When the alarm appears, the security management center must be notified. If it is a serious large-scale attack, other networks should be notified to prevent the attack from causing extensive damage to the network; otherwise, internal processing.
3 Experimental results
Use the method described in the previous work to simulate the network traffic used in the experiment, and experiment with two data streams under normal and abnormal conditions, and make a comparison.
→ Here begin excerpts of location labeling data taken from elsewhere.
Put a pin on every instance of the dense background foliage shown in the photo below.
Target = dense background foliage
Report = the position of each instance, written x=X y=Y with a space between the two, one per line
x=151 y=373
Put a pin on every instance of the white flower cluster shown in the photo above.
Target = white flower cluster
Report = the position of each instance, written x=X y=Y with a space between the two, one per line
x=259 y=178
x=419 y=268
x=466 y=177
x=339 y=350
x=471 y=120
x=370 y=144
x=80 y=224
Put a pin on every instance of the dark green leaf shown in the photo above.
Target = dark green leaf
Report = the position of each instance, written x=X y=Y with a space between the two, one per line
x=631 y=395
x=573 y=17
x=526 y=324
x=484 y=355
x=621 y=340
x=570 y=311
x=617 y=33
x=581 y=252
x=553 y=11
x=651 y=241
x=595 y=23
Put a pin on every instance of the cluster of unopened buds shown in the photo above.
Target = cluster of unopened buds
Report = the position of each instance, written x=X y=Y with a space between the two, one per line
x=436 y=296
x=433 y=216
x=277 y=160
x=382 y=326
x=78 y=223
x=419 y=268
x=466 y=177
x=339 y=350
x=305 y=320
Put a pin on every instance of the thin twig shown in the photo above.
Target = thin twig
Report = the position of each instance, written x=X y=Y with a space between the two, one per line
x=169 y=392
Fig. 5 shows the x (t) of the two data streams, and Fig. 6 and Fig. 7 show the f (I, n) (n, I = 1, 2, ..., 16) in both cases. Due to layout limitations, only the first four cases are given. Figures 8 and 9 are the average rate graph and the probability density distribution graph of the rate in both cases. It can be clearly seen that this method can accurately distinguish the low rate from the normal rate and can be used for low rate Attack detection.
4 Conclusion
A system for reliably detecting low-rate DDoS attacks is discussed, and simulation experiments are performed. Through the network data packet real-time collection and pre-processing of the information extraction module, the data packet is captured and analyzed, connected to the identification module, and an alarm mechanism is activated when an abnormality is found. The system can be set by the user to identify the probability of probabilities and missed reports. In addition to reliable identification, the system discussed in this article has an advantage. It can be easily extended to the hierarchical service network.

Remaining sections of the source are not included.